In Colombia “sarà possibile fare dei passi in avanti a livello di democrazia solo se avremo il coraggio di conoscere la verità. Le vittime vogliono la verità dobbiamo scoprire i motivi della violenza, spiegarne le cause e conoscerne le motivazioni. Questo è il camino della verità e la nostra grande sfida”. Sono parole del presidente della Commissione della Verità, il gesuita padre Francisco De Roux, che ha il compito di guidare questo organismo nel fare luce su decenni di violenze nel Paese. Padre De Roux è intervenuto all’Università Javeriana di Bogotá al seminario “Verità e Democrazia: la costruzione di nuove cittadinanze”. “Noi non siamo contro alcun partito. Siamo contro la paura, le fake news, il silenzio complice”, ha proseguito p. De Roux. Certo, il momento non è semplice , “c’è tanta guerra nella pace, ogni giorno ricevo notizie di uccisioni di leader sociali”. All’incontro è intervenuto anche l’accademico portoghese Boaventura de Sousa, professore di sociologia dell’Università di Coimbra (Portogallo), che ha detto tra l’altro: “Le fake news sono un grave problema per le democrazie. Viene manipolata l’opinione della gente. L’ignoranza viene prodotta attivamente e questo ha delle conseguenze. Il Brasile è stato un laboratorio di come si può scardinare la democrazia attraverso le reti sociali”.

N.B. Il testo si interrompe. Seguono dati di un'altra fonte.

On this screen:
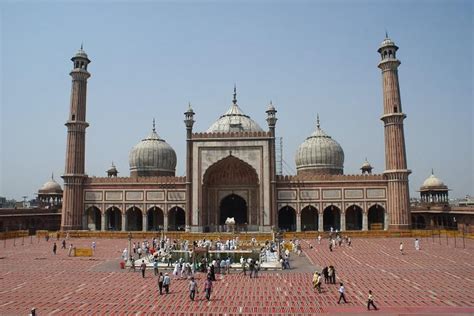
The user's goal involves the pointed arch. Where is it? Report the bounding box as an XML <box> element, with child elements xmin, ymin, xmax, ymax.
<box><xmin>278</xmin><ymin>205</ymin><xmax>296</xmax><ymax>231</ymax></box>
<box><xmin>368</xmin><ymin>204</ymin><xmax>385</xmax><ymax>230</ymax></box>
<box><xmin>147</xmin><ymin>206</ymin><xmax>165</xmax><ymax>231</ymax></box>
<box><xmin>345</xmin><ymin>204</ymin><xmax>363</xmax><ymax>230</ymax></box>
<box><xmin>168</xmin><ymin>206</ymin><xmax>186</xmax><ymax>231</ymax></box>
<box><xmin>323</xmin><ymin>205</ymin><xmax>341</xmax><ymax>231</ymax></box>
<box><xmin>86</xmin><ymin>206</ymin><xmax>102</xmax><ymax>230</ymax></box>
<box><xmin>301</xmin><ymin>205</ymin><xmax>318</xmax><ymax>231</ymax></box>
<box><xmin>105</xmin><ymin>206</ymin><xmax>123</xmax><ymax>231</ymax></box>
<box><xmin>125</xmin><ymin>206</ymin><xmax>143</xmax><ymax>231</ymax></box>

Per il sociologo, c’è bisogno di democrazie ad alta intensità, con partecipazione, verità e conoscenza, che lottino contro le falsità e l’ignoranza. La ricerca della verità – ha aggiunto anche con riferimento alla situazione colombiana – è di grande importanza per costruire democrazie solide”.

Cristiano Morsolin, esperto di diritti umani in America Latina commenta per il Sir da Bogotá: “Articolare la resistenza in ricerca di verità e giustizia, questo il messaggio finale di questo dibattito”, che arriva in un momento delicato per il processo di pace in Colombia. Lo stesso De Roux ha puntualizzato: “La commissione della Verità è un organismo statale indipendente dai partiti, però bisogna ammettere che il Governo del presidente Duque ha tagliato di ben 40% le risorse economiche per la Commissione della Verità”. Intanto, lo stesso Duque pare intenzionato ad apportare alcuni cambiamenti alla Giustizia speciale per la pace (Jep), una possibilità che metterebbe a rischio la libertà di numerosi ex guerriglieri e, di conseguenza, l’intera architettura del processo di pace.